If you always want to rotate an image by a specific angle each time, you only need to do the heavy math once (and really, it’s not that heavy). The best way to do this is by working the process backwards. For every pixel in the destination image, you calculate the corresponding location in the starting image. This “source” pixel coordinate is saved in what is called a Lookup Table or LUT. Once you build this LUT for the angle and origin of location that you want, then it is very quick to use each entry of the LUT to “move” the pixels of a source image to the correct pixel of the destination image. Where this gets tricky and involves more math is whn deciding how to weight the source date to come up with the destination data. When you work backwards from the integer destination image coordinates, you will end up with floating point coordinates in the source image. These floating point coordinates need to be interpolated. The simplest method is to use the “Nearest Neighbor” integer pixel coordinate to the calculated floating point values, but there are other algorithms such as “Bi-Linear” or “Bi-Cubic” that will provide a better quality of the finished image (but are of course slower than Nearest NEighbor”

To see that it can’t be just a question of shifting points around, just draw a frame around your image: In the rotated version, the image will have diagonal edges and so won’t even fit in the dimensions of the original image.
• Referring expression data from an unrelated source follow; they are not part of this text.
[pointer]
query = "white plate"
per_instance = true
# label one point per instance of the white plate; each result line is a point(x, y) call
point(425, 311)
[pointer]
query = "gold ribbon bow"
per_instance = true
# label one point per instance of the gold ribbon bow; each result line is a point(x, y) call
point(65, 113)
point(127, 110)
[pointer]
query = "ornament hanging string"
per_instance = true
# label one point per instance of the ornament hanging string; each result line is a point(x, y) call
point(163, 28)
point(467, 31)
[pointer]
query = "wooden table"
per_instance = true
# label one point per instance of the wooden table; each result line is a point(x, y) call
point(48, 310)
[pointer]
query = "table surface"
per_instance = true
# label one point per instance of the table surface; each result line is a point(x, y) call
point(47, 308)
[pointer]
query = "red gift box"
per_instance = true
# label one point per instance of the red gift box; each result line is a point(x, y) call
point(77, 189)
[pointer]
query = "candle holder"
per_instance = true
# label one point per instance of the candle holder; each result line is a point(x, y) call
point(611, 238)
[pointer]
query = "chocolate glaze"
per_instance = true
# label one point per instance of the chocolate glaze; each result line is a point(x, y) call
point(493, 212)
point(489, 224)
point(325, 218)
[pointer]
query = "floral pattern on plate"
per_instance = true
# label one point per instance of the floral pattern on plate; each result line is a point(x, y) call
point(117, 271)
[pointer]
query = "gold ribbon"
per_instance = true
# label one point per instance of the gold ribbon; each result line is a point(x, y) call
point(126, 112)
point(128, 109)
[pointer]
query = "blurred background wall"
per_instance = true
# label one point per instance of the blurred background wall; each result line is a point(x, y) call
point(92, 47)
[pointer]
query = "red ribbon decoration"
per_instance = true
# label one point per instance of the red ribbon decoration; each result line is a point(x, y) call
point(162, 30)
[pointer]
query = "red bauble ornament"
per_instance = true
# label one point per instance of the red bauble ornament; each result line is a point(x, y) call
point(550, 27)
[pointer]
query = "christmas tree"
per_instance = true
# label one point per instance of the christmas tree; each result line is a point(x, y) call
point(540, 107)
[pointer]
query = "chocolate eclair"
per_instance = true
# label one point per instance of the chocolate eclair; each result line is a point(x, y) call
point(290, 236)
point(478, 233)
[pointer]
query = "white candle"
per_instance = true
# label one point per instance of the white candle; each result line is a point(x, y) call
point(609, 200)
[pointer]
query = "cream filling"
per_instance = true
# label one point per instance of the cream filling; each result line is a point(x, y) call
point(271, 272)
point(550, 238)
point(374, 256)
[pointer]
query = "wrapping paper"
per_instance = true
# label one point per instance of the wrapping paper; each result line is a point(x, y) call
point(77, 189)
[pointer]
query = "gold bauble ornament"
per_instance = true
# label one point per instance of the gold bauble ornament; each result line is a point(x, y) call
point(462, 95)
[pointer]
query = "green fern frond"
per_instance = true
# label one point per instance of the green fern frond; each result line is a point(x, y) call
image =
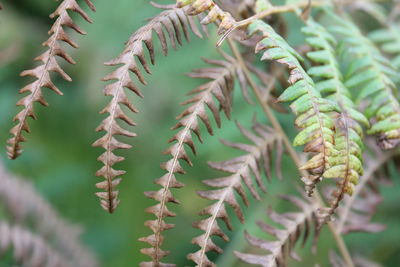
point(314, 113)
point(374, 73)
point(346, 161)
point(256, 161)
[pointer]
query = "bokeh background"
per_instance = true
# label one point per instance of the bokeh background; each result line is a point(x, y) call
point(60, 161)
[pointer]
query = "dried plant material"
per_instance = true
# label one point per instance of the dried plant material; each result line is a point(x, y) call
point(256, 161)
point(27, 207)
point(41, 73)
point(375, 74)
point(214, 13)
point(297, 227)
point(172, 22)
point(28, 248)
point(220, 86)
point(359, 261)
point(357, 211)
point(346, 162)
point(388, 39)
point(314, 114)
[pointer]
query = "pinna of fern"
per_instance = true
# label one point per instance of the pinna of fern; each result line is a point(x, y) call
point(28, 248)
point(374, 73)
point(296, 226)
point(220, 86)
point(388, 39)
point(314, 114)
point(256, 161)
point(346, 160)
point(41, 73)
point(226, 23)
point(172, 23)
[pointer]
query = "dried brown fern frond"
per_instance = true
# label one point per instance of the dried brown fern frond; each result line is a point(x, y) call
point(257, 160)
point(220, 86)
point(314, 114)
point(25, 206)
point(41, 73)
point(296, 226)
point(359, 261)
point(357, 211)
point(172, 22)
point(28, 248)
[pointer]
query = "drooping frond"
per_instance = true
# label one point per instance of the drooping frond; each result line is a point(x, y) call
point(314, 113)
point(357, 211)
point(41, 73)
point(220, 85)
point(346, 160)
point(374, 73)
point(256, 161)
point(388, 38)
point(172, 23)
point(28, 248)
point(25, 206)
point(296, 226)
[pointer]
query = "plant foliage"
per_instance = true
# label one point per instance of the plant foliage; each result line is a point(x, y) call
point(326, 94)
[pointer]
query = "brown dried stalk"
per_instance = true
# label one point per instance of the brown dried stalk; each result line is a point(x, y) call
point(41, 73)
point(220, 87)
point(172, 22)
point(240, 169)
point(356, 213)
point(296, 226)
point(28, 248)
point(26, 206)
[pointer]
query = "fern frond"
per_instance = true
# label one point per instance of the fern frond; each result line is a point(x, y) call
point(374, 74)
point(359, 261)
point(346, 161)
point(41, 73)
point(314, 113)
point(220, 87)
point(26, 206)
point(388, 39)
point(357, 211)
point(28, 248)
point(172, 22)
point(296, 226)
point(256, 161)
point(214, 13)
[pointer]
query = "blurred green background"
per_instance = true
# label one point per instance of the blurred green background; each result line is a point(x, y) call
point(60, 161)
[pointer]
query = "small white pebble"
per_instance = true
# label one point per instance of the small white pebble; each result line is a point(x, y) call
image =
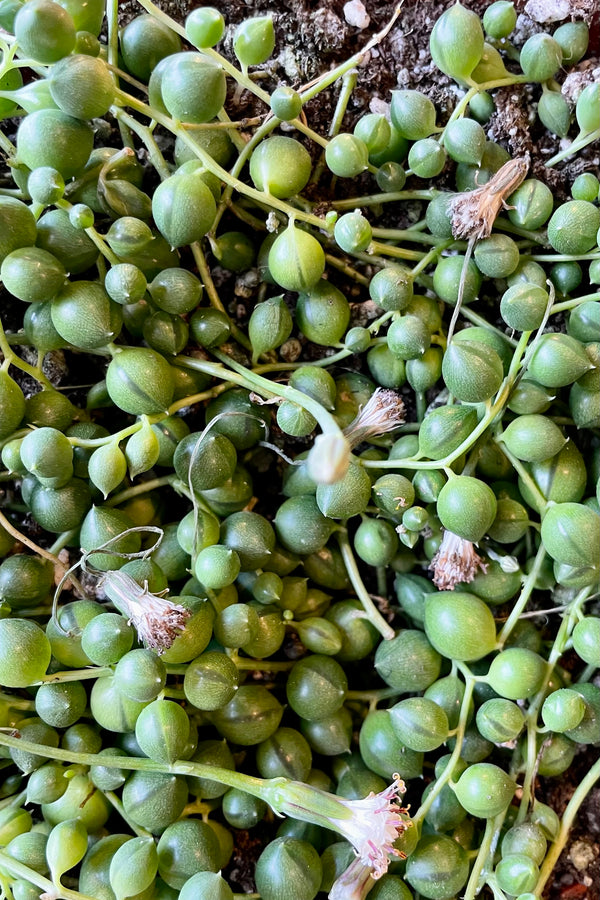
point(377, 105)
point(356, 15)
point(544, 11)
point(272, 223)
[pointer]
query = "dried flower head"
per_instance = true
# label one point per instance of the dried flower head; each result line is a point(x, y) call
point(473, 213)
point(383, 412)
point(157, 620)
point(455, 562)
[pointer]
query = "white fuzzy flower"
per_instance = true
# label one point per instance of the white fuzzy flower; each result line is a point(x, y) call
point(157, 620)
point(383, 412)
point(371, 825)
point(455, 562)
point(374, 826)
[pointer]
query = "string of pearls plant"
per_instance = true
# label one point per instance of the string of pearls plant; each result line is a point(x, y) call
point(299, 585)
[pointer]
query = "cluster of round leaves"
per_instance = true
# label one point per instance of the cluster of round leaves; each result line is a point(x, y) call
point(248, 579)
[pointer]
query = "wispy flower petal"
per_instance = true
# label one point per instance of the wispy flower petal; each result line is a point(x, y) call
point(157, 620)
point(383, 412)
point(371, 825)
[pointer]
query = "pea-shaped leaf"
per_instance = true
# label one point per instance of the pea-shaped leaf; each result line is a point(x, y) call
point(444, 429)
point(571, 534)
point(254, 41)
point(142, 450)
point(347, 497)
point(456, 42)
point(133, 867)
point(296, 260)
point(269, 326)
point(24, 652)
point(473, 372)
point(12, 405)
point(140, 381)
point(280, 166)
point(107, 467)
point(485, 790)
point(162, 730)
point(558, 360)
point(67, 845)
point(183, 208)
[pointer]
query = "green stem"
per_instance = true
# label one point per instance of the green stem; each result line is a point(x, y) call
point(521, 603)
point(179, 131)
point(76, 675)
point(143, 488)
point(576, 301)
point(12, 866)
point(558, 648)
point(380, 249)
point(373, 614)
point(448, 771)
point(145, 134)
point(213, 295)
point(11, 358)
point(490, 838)
point(582, 140)
point(376, 199)
point(250, 379)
So, to rotate it you’ll have to compute where each pixel goes. Note that the top left point (0,1) will not end up at (1,1) but at a point on the diagonal whose distance from the origin is 1: namely, at (sqrt(2)/2, sqrt(2)/2). Since sin(45) = cos(45) = sqrt(2)/2, the algorithm you’re looking for is multiplication of each point’s coordinates by this transformation matrix:

|  sqrt(2)/2  sqrt(2)/2 |
| -sqrt(2)/2  sqrt(2)/2 |

See the wikipedia page on Transformation Matrices for the details. So, you have to do a lot of multiplications but you don’t have to calculate any sines or cosines (I just did that for you from memory). You can take some other shortcuts, as the other answers suggested, but one way or another you have to compute where each pixel must go.
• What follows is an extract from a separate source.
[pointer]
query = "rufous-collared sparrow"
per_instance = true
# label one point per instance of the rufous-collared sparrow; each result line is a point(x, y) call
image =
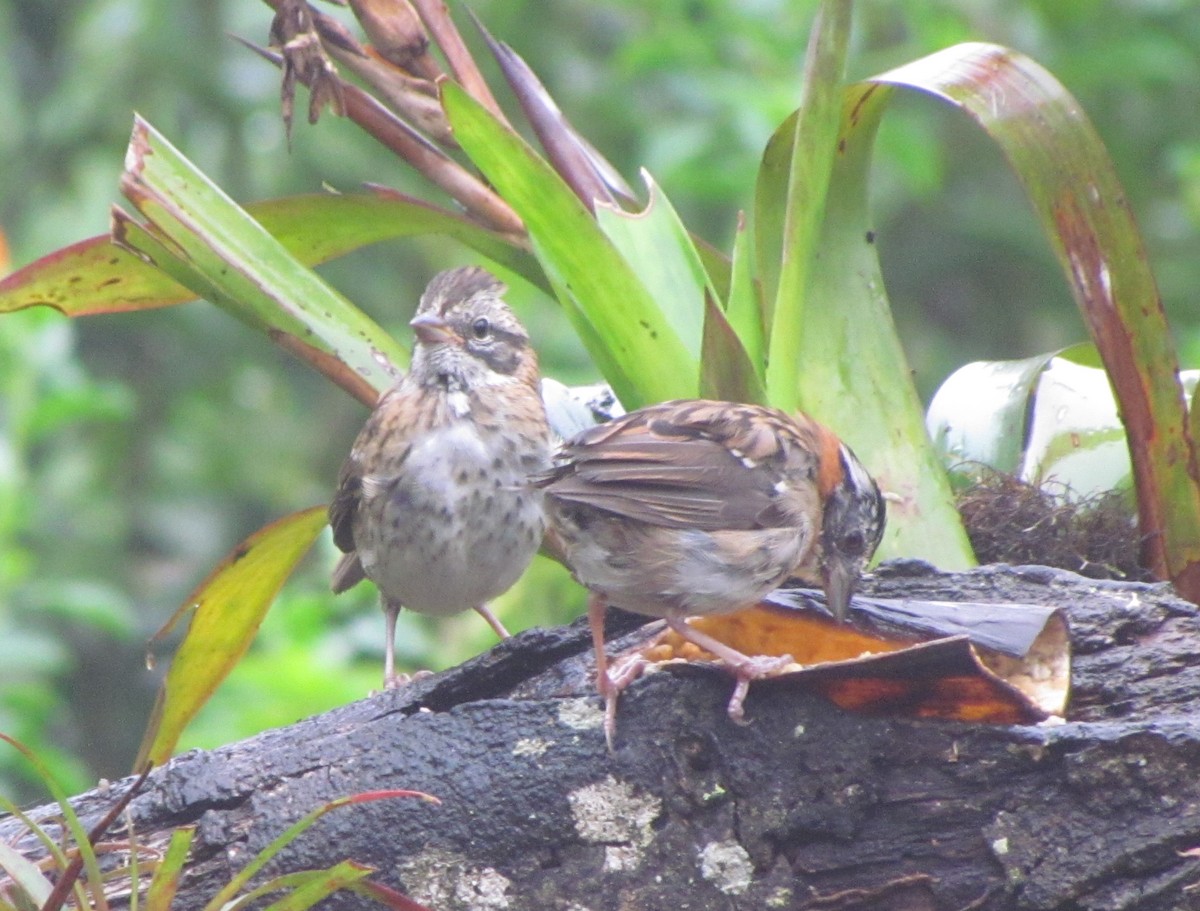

Of course you’ll also have to crop or pad to create a normal rectangular image.

PS. Better yet, instead of implementing this solution, outsource it to a graphics library that does rotations. Or check out this SO question and the solution suggested in the comments under the question:

Consider scipy.ndimage.interpolation.shift() and rotate() or skimage.transform.fast_homography() for interpolated translations and rotations of 2D numpy arrays.

there’s no way to do rotation by arbitrary angles without sines and cosines, but it is possible to optimize the calculation depending on what other constraints you’re prepared to impose. This can get very complicated, but can result in huge improvements for the “special case” you’ve defined.
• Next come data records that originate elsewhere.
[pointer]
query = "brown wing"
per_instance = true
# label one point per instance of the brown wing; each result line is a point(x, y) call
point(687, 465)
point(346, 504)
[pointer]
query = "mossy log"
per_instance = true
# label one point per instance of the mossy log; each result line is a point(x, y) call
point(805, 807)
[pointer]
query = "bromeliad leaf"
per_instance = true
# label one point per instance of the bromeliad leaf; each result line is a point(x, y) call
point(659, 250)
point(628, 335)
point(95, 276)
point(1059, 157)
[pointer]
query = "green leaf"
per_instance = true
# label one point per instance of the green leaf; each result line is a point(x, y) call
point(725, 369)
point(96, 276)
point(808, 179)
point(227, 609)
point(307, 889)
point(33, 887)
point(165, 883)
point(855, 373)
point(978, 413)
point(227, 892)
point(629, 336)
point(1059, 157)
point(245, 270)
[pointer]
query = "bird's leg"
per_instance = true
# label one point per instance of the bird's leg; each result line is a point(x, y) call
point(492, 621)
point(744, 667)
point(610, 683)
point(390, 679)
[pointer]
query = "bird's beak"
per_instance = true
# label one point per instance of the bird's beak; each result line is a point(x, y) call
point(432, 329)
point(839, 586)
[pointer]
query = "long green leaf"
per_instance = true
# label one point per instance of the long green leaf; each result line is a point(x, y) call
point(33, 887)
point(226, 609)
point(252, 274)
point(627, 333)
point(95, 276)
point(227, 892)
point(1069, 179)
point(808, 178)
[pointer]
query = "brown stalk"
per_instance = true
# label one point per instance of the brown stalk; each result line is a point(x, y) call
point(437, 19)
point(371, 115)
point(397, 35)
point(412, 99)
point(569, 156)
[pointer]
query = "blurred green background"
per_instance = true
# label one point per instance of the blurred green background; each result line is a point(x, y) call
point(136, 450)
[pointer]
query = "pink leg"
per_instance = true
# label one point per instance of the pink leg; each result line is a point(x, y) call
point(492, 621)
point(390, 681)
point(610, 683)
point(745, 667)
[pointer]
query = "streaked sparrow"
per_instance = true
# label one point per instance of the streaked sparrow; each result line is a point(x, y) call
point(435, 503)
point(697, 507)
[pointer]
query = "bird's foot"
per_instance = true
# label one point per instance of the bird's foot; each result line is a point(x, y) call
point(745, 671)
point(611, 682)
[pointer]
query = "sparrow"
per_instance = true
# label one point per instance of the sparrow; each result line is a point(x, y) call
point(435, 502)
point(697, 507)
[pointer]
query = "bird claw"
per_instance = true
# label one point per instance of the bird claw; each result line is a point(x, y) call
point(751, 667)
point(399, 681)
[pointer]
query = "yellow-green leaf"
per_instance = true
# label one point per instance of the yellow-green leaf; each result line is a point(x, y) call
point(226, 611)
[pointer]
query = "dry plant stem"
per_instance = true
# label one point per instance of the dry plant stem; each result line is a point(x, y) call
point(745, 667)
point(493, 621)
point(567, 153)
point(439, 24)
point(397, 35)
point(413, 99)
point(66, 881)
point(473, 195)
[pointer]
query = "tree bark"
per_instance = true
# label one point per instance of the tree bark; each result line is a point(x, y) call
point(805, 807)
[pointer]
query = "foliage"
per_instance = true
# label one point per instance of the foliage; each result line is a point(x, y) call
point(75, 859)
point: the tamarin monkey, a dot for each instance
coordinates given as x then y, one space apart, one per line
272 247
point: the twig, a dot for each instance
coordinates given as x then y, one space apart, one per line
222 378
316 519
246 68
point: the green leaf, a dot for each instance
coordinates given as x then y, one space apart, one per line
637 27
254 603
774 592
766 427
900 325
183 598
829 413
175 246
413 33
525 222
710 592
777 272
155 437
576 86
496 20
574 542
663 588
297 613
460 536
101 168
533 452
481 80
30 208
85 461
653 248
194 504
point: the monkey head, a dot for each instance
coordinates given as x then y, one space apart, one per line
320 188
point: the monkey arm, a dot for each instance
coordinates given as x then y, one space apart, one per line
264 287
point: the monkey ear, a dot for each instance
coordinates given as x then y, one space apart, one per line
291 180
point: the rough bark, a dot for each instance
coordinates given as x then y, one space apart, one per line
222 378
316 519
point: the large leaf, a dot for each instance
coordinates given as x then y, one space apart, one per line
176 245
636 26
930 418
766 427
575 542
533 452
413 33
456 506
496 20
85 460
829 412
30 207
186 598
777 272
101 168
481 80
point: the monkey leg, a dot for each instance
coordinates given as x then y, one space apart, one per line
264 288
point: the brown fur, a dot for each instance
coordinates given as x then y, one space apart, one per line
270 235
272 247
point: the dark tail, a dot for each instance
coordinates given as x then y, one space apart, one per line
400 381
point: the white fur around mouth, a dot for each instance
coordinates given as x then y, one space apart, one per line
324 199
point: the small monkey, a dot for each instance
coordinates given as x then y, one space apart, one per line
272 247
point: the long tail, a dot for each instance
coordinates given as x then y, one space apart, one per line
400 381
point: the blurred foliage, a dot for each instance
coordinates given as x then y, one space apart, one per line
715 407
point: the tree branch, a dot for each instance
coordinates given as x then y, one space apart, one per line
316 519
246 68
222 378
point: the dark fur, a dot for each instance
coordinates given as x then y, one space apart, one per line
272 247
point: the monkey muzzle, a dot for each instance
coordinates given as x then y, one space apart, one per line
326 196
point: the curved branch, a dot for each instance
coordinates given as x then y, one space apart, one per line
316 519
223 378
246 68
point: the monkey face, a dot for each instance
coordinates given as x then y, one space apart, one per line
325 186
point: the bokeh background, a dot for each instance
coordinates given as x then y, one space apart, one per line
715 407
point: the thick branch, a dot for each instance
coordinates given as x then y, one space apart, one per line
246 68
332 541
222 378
If your images are all the same size and reasonably small, like your butterfly, and you were planning to do a lot of them, you could preform the slow calculation once, and simply remember the x,y of each pixel of the source image that became the x’,y’ of the destination image

If you only want to limit rotation to 45 degrees, you don’t need to use sin and cos, for that particular case I would advice you to use a fast isometric diamond drawing algorithm and adapt it to your matrix. Usually a couple nested loops and 4 variables (x, y, width, height) will do it.